I sure appreciate your help and patience ZM.

Iq is 1.7A, initial offset is about 100mV.
Both channels are in the box, with top on, power on for fine setting.

To respond to your questions, these were the problems at the previous step.
Sometimes, Green LEDs will not light up. When I checked voltages, V+ to Ground, and V- to ground was 17V, -17V. In this condition, Iq was changing a lot every few seconds, from a few mA to about .6A (This is the calculated, full Iq)

I understand that 10% Iq will not change sound much. I did not realize that an additional 220 Ohms will only do this.

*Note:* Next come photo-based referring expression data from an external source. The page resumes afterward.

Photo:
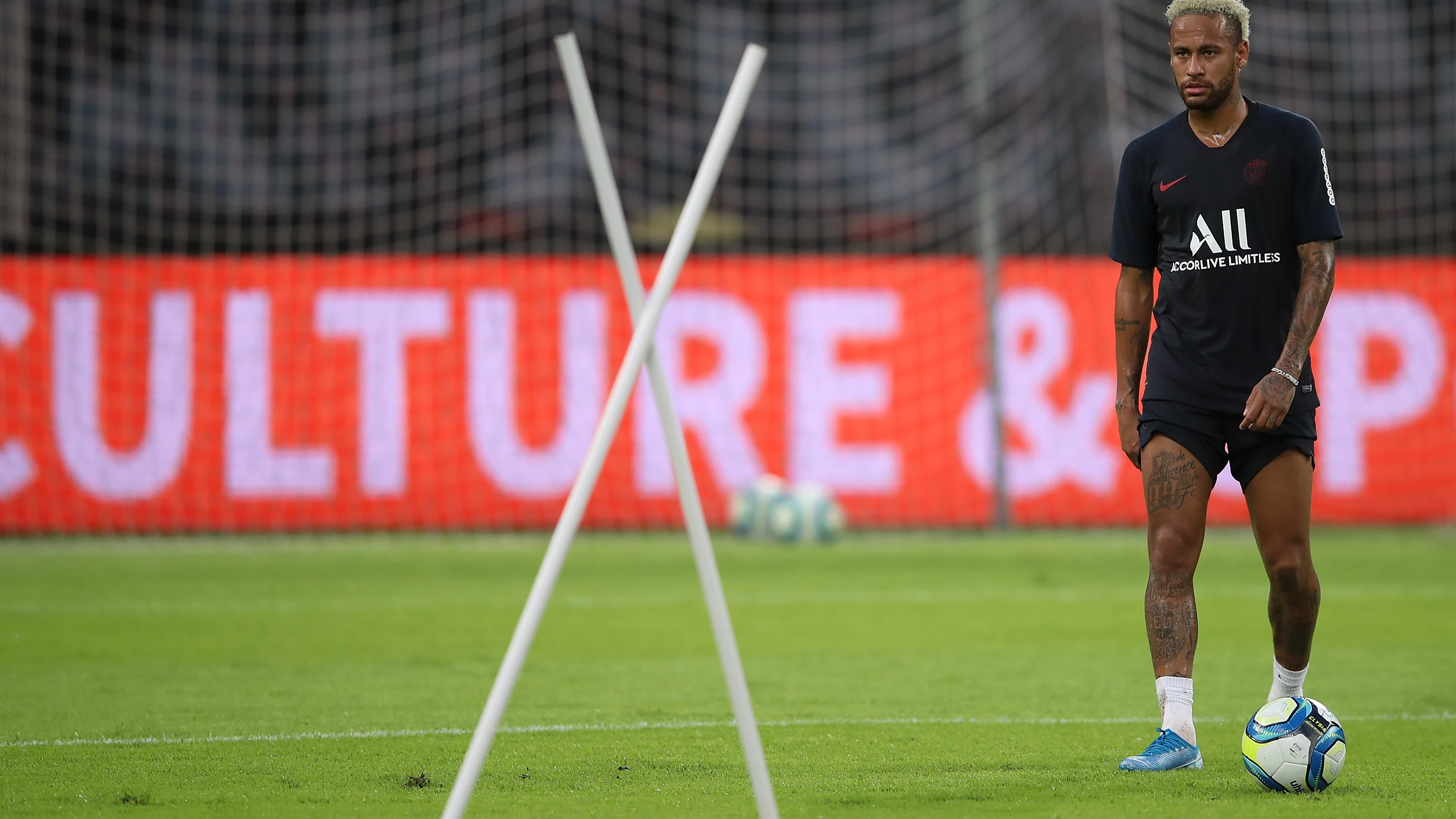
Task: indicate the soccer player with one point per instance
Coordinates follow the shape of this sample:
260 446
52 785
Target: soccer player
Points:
1232 203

For left channel, I changed the offset pot series resistor Rx18 from 270 Ohms (and high end of pot) to 680 Ohms (and low end of pot). I did this because initially offset did not go below 0.5V . After the change, I could get to negative offset sometimes. The right channel did not need this change.

Thanks also for sharing your experience about the connectors. I wanted some type of quick disconnect since I was trying to debug and had 2 power supplies and 2 channels. I started out soldering wires to the cap board.

In the end, your comments made me go back and check everything slowly. I reflowed every connection with solder. Behavior seems nominal now and I hope it stays that way.

Again, thanks for the design, PCBs and helping debug.